Novel MRI Contrast Agent from Magnetotactic Bacteria Enables In Vivo Tracking of iPSC-derived Cardiomyocytes SCIENTIFIC REPORTS Mahmoudi, M., Tachibana, A., Goldstone, A. B., Woo, Y. J., Chakraborty, P., Lee, K. R., Foote, C. S., Piecewicz, S., Barrozo, J. C., Wakeel, A., Rice, B. W., Bell, C. B., Yang, P. C. 2016; 6


Therapeutic delivery of human induced pluripotent stem cell (iPSC)-derived cardiomyocytes (iCMs) represents a novel clinical approach to regenerate the injured myocardium. However, methods for robust and accurate in vivo monitoring of the iCMs are still lacking. Although superparamagnetic iron oxide nanoparticles (SPIOs) are recognized as a promising tool for in vivo tracking of stem cells using magnetic resonance imaging (MRI), their signal persists in the heart even weeks after the disappearance of the injected cells. This limitation highlights the inability of SPIOs to distinguish stem cell viability. In order to overcome this shortcoming, we demonstrate the use of a living contrast agent, magneto-endosymbionts (MEs) derived from magnetotactic bacteria for the labeling of iCMs.
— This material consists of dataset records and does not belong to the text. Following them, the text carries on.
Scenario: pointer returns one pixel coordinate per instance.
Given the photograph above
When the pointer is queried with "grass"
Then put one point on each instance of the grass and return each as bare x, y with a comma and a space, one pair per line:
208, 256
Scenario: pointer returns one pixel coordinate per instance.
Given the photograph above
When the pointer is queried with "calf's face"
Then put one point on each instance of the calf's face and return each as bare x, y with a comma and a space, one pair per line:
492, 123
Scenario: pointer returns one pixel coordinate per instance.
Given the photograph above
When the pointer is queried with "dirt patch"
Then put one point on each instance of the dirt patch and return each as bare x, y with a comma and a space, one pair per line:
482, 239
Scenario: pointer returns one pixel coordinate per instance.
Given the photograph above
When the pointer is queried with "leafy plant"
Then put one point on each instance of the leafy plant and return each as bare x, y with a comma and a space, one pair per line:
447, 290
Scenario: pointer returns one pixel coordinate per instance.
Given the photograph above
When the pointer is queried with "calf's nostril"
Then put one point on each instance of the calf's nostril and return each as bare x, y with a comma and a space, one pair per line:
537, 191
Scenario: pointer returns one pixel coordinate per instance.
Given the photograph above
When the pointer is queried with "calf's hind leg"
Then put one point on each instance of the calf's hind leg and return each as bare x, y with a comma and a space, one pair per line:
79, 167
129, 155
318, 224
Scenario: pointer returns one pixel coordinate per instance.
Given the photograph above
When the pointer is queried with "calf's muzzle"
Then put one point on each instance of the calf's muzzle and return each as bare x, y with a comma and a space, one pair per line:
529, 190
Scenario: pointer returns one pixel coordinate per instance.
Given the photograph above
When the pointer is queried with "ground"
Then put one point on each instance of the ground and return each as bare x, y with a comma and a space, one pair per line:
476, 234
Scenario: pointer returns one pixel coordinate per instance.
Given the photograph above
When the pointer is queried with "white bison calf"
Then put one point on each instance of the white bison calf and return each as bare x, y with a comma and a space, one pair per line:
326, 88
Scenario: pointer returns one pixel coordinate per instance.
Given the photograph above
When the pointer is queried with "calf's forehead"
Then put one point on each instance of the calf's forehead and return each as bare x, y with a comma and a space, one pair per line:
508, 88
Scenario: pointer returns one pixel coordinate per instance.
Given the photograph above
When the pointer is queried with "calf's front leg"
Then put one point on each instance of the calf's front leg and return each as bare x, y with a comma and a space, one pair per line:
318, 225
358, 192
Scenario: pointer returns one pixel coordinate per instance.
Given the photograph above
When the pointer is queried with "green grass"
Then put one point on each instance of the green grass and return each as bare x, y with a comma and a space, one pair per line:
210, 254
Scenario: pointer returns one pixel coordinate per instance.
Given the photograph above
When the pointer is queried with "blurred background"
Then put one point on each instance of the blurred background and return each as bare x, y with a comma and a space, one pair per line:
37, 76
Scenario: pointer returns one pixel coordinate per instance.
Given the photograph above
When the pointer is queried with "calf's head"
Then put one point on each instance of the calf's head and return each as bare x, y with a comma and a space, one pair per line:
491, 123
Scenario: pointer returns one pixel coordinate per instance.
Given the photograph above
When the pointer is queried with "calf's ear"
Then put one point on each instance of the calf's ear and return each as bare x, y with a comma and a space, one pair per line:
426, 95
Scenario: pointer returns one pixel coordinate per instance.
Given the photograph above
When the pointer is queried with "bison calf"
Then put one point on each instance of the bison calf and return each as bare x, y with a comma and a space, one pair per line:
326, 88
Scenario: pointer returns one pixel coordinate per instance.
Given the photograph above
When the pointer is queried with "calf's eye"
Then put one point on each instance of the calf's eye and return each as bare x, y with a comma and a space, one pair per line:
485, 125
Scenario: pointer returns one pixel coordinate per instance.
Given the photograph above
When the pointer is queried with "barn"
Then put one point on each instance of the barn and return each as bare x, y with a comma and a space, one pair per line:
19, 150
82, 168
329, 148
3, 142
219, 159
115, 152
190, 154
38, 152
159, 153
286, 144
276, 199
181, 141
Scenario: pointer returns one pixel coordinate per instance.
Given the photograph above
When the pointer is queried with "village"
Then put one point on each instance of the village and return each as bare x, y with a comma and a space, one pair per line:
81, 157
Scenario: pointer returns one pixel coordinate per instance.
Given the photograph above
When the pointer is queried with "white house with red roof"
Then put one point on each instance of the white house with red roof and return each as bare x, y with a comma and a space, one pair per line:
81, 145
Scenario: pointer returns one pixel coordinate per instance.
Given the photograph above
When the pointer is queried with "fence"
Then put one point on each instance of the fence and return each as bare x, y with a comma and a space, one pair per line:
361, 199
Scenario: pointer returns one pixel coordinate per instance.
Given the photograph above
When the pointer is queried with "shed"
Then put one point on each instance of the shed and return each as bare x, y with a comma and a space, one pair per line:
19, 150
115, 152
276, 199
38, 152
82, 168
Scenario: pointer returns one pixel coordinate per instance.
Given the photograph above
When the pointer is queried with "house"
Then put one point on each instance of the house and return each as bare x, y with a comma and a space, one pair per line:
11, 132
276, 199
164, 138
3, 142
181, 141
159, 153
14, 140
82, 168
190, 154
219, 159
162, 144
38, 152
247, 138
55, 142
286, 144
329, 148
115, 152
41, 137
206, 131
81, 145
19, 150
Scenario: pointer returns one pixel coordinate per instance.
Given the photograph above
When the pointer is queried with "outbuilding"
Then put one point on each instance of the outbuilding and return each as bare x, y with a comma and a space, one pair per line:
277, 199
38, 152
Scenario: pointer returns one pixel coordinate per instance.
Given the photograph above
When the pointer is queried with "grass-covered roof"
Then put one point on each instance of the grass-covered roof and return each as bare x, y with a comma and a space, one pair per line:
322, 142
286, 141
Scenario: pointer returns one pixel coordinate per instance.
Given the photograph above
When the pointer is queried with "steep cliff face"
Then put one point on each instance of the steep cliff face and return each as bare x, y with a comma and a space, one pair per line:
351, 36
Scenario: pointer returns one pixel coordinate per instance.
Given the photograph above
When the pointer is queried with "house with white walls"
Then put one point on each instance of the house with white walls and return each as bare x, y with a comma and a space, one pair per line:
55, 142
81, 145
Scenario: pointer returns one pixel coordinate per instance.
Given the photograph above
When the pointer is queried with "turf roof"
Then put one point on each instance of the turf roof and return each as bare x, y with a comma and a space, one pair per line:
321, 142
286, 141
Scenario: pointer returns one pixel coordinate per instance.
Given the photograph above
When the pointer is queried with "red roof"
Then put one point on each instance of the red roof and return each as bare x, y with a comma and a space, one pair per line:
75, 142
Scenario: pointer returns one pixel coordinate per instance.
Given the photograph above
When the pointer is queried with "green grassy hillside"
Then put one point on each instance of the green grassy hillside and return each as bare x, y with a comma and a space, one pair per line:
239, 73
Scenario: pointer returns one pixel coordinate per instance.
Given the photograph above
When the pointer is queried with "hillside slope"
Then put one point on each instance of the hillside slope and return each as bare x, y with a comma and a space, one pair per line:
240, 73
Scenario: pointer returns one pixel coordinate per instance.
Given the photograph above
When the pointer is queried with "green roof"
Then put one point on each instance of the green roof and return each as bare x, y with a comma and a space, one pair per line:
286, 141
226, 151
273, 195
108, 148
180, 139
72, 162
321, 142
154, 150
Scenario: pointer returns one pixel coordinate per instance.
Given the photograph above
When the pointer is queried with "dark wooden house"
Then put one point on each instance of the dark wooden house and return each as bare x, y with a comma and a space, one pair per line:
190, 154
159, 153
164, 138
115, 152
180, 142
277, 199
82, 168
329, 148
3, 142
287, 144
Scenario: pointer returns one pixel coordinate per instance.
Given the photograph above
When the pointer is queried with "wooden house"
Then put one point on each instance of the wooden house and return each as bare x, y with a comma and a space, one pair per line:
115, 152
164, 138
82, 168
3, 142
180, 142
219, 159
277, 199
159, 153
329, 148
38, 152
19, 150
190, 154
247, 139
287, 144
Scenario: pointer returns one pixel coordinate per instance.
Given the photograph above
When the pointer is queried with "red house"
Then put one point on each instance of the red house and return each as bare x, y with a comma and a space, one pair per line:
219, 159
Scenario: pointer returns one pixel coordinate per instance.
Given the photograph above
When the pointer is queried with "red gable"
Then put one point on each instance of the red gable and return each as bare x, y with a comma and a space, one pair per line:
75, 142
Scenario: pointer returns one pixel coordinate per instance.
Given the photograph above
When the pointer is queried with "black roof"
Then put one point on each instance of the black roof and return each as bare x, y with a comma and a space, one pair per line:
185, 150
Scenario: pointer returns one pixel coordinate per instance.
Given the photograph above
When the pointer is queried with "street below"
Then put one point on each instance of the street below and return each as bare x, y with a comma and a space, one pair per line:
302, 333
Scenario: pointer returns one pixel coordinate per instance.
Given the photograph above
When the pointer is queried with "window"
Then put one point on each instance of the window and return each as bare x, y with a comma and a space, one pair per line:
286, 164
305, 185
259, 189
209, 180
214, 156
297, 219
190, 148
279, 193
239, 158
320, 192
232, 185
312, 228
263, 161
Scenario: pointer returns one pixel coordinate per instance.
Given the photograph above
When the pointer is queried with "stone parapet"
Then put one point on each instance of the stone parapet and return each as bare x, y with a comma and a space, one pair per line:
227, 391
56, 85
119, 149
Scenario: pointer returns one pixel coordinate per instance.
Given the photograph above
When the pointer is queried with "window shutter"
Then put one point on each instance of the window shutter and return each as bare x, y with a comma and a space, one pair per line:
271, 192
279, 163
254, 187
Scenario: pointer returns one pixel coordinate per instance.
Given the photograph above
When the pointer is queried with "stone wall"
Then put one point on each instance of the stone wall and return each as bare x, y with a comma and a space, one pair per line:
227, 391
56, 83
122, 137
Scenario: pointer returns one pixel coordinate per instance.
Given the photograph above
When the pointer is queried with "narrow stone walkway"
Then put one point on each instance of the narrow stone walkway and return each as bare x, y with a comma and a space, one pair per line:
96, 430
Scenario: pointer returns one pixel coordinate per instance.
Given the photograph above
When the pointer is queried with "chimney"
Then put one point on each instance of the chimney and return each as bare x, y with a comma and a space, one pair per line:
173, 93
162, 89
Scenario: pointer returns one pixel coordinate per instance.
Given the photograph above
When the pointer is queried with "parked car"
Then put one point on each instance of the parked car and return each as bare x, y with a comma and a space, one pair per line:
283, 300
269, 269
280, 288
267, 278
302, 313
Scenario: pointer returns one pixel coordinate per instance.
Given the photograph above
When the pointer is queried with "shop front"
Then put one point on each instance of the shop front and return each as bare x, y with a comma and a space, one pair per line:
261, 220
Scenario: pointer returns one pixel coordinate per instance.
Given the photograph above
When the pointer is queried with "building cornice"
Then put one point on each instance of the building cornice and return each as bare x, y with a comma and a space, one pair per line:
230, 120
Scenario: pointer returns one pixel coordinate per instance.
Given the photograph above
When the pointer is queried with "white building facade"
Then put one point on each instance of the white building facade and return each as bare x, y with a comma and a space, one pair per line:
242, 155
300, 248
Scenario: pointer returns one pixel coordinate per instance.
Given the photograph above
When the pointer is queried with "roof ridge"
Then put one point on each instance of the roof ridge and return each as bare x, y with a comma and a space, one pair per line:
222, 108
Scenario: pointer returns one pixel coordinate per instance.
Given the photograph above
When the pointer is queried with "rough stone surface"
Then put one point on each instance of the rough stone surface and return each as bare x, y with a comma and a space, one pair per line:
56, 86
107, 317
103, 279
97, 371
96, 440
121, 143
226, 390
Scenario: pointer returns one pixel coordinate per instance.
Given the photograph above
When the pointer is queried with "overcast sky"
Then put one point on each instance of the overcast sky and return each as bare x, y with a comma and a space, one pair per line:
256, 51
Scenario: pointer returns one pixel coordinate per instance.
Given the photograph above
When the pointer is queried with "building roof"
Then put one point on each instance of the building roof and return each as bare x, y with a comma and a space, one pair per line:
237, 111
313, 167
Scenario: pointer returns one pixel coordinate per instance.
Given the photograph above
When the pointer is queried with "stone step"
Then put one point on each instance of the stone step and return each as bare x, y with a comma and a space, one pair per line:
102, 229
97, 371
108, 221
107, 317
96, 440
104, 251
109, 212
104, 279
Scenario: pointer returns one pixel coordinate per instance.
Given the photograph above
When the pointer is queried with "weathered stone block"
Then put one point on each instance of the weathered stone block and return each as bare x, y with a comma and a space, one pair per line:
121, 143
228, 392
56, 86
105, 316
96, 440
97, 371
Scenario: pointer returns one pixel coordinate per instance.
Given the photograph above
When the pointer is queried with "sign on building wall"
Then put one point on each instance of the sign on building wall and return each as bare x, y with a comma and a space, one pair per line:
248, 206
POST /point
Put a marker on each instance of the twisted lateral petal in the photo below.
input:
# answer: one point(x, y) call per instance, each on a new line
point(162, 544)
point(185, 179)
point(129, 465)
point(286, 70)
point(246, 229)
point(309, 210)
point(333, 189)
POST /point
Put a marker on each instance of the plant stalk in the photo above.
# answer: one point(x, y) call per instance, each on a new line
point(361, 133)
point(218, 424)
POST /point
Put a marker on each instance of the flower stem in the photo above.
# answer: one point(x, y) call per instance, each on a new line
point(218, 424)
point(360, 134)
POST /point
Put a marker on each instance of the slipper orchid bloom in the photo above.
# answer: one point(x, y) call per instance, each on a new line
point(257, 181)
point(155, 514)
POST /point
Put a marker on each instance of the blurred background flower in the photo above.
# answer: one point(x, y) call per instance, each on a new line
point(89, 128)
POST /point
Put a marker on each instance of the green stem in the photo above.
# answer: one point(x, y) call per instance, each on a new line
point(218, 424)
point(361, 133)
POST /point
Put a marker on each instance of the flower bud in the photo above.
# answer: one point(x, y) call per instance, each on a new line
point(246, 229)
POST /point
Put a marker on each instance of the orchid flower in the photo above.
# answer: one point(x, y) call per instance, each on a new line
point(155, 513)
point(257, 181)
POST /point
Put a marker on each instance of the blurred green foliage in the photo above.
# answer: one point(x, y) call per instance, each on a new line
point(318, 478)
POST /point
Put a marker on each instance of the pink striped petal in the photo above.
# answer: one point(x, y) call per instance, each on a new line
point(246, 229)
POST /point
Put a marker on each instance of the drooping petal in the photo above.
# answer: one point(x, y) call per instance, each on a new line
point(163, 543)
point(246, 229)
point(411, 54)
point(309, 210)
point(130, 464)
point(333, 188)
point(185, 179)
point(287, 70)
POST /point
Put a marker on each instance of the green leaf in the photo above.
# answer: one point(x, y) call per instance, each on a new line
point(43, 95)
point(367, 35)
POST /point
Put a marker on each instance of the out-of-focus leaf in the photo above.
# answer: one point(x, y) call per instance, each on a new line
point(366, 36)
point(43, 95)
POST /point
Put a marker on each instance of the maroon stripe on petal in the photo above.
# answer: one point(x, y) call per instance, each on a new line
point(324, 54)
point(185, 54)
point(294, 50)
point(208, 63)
The ME-labeled iCMs were injected into the infarcted area of murine heart and probed by MRI and bioluminescence imaging (BLI). Our findings demonstrate that the MEs are robust and effective biological contrast agents to track iCMs in an in vivo murine model. We show that the MEs clear within one week of cell death whereas the SPIOs remain over 2 weeks after cell death. These findings will accelerate the clinical translation of in vivo MRI monitoring of transplanted stem cell at high spatial resolution and sensitivity.